Having regard to all the facts and circumstances of the matter I consider that a fine of $3,000 is appropriate in respect of charge G21 of 1980 which relates to the contravention occurring on 9 May 1979. In respect of the two charges relating to subsequent dates in respect of which I propose to convict, it is my opinion, notwithstanding a submission to the contrary by the prosecutor, that they arise out of one and the same fault on the part of the defendant. Once that fault, namely the failure to convey the exact nature of the alteration to Mrs. Don occurred, it manifested itself on the two subsequent occasions when a further payment was made. In my opinion a fine of $100 is appropriate in respect of each of these two occasions which are the subject of charges G23 and G25 of 1980 respectively. These fines are to be paid to the District Registrar of this Court within 21 days of this date.
On the question of costs counsel for the defendant submitted that in the absence of fraud and by virtue of the fact that the prosecution related to a new and untried section of the Act concerning which there was extensive legal argument, it was appropriate that each party bear its own costs. I cannot accept this submission. The prosecutor is, taking the charges together as a whole, entitled to an order for some but not the whole of its costs. It has asked, in the light of the fact that a number of its charges will be dismissed, for three quarters of its costs of the proceedings as a whole.
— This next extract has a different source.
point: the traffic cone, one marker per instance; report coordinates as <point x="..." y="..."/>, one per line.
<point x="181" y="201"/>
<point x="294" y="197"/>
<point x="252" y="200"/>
In my opinion, in the circumstances of the matter. justice will be done if the defendant is directed to pay to the prosecutor two thirds of its costs, the same to be taxed if not agreed.
The Court orders that1. The information relating to Charges G22, G24 and G26 in each instance of 1980 are all dismissed.
2. The defendant is convicted of committing the contraventions of s.58(b) of
the Trade Practices Act 1974 more particularly referred to in Charges G21,
G23, and G25 in each instance of 1980.
3. The defendant is ordered to pay a fine of $3,000 in respect of the
contravention referred to and charged in G21 and a fine of $100
in respect of
each of the contraventions referred to in Charges G23 and G25.
4. The fines to be paid to the District Registrar of this Court within 21 days
of this date.
5. The defendant to pay to the prosecutor two thirds of its costs with respect to the informations and charges, the same to be taxed if not agreed.